Подняв морды к звездному небу, волки пели свою жуткую песню. Оборвав ее, они ткнулись мордами в снег и, вытянув шеи, чуть приблизились к застывшему в ужасе старику. Но они не бросились на него. Словно по команде, волки снова задрали морды и завыли, а кончив, еще приблизились, сужая круг. И опять они ткнулись мордами а снег, и опять к далекому черному небу понеслась их печальная страшная песня. Душа Кутувье прощалась с телом. Однако он был еще жив, потому что видел мерцавшие зеленоватыми огоньками глаза волков, видел, что звери почти ползком приближались к нему. Потом волки завыли снова, все так же жутко, протяжно, словно оплакивали его уход к «верхним людям»… Но Кутувье больше не слышал плача стаи, он оглох, превратился в камень — разум его помутился…

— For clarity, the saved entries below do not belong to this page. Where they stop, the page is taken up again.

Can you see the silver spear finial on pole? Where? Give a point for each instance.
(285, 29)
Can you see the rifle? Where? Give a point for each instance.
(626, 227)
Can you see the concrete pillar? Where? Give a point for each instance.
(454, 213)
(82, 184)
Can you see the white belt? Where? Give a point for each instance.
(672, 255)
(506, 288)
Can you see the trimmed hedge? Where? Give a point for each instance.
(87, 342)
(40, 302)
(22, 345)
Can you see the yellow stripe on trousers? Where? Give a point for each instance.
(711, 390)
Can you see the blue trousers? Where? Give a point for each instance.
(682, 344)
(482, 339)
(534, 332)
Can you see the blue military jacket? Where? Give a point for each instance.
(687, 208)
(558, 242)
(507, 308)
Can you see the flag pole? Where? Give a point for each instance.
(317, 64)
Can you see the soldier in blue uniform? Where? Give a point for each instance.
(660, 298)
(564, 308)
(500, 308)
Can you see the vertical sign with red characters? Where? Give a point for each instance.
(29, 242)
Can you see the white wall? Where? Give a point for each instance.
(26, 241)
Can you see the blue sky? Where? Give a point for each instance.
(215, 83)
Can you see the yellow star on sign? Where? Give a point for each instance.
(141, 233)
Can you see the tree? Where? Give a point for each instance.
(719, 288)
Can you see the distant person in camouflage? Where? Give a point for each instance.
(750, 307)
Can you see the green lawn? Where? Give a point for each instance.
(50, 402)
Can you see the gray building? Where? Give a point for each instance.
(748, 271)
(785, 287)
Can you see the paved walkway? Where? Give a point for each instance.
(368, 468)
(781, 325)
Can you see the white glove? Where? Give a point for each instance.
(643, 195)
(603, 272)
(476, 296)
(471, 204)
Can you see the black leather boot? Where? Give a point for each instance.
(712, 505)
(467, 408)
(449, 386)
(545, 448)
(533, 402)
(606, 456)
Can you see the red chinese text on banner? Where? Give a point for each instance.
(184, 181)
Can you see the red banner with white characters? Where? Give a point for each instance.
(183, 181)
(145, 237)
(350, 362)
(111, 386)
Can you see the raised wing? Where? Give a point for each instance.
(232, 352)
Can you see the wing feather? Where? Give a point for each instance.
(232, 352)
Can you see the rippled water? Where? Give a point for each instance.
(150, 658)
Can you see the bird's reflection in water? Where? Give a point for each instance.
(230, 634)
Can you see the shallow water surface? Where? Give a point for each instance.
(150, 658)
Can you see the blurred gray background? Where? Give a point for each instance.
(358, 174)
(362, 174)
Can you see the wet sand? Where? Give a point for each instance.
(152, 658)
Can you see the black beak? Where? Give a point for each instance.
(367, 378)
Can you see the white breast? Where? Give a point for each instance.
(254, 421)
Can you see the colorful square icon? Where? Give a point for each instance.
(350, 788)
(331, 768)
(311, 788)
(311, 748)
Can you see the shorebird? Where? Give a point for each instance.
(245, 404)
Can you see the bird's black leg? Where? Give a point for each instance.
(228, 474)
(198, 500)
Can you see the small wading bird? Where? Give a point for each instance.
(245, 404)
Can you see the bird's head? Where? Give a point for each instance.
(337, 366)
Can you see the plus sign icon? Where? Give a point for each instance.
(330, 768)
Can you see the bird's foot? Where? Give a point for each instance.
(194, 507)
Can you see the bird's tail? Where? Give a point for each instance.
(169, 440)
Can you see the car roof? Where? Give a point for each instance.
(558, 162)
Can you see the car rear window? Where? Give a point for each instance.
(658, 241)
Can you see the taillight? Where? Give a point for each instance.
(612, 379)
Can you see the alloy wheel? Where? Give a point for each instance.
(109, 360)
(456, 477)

Сколько он находился в беспамятстве, не помнил. Когда очнулся, то никак не мог поверить, что жив, что не в «верхней тундре». «А может, «верхняя тундра» такая же, как на земле Кутха?[16] Но шаманы говорят, что в «верхней тундре» звезды близко, а здесь они все так же далеко…» Боясь пошевелиться, старик покосился на то место, где только что сидел большой страшный волк, который подошел совсем близко. Кутузье помнил, что, уже проваливаясь куда-то в темноту, вдруг почувствовал, как лицо обдало горячим дыханием зверя. Вот и след, но самого волка не было. Кутувье оглянулся. Никого. Тихо. Так тихо, что слышен шорох звезд. Тогда он покосился на то место, где горел костер. Крохотный уголек, будто волчий глаз, светился в снегу. «Неужели я все еще на земле предков?» — опять удивился старик. Хотел пошевелиться, но побоялся. Ждал, что вот-вот снова услышит страшную песню волков и острые белые зубы вцепятся ему в горло. Но тундра не отозвалась ни единым звуком. Затаив дыхание, Кутувье пошевелил рукой, потянулся к ножу. Нащупав холодную рукоятку, старик немного осмелел, приподнялся. Нет, волков рядом не было! «Почему они меня не разорвали?» — удивился Кутувье и робко ощупал себя» Значит, он еще живой и стоит на той земле, где родился?! Значит, волки пощадили его! Почему? Ведь он слышал их песню смерти, видел их, как видит сейчас аргизы. «Ой-е! А может, это не волки обнюхивали меня, а кала?![17] От страха и холода лицо его закоченело.
Живой хочет жить. Старик рванулся к аргизам, обрезал ремень, которым было привязано ружье, схватил его и озираясь по сторонам, шагнул к кедрачу. Он разгреб снег и нарезал много пушистых, упругих пахучих веток. В безмолвной, призрачной от белого снега тундре вскоре весело загорелся, затрещал большой костер.
До рассвета горел огонь Кутувье, и только когда в белесом небе растаяли звезды, старик взвалил мешок на спину, встал на лыжи и поспешил к стойбищу. Чайник он привязал к ремню, рядом с ножом. Без чая, однако, зимой далеко не уйдешь.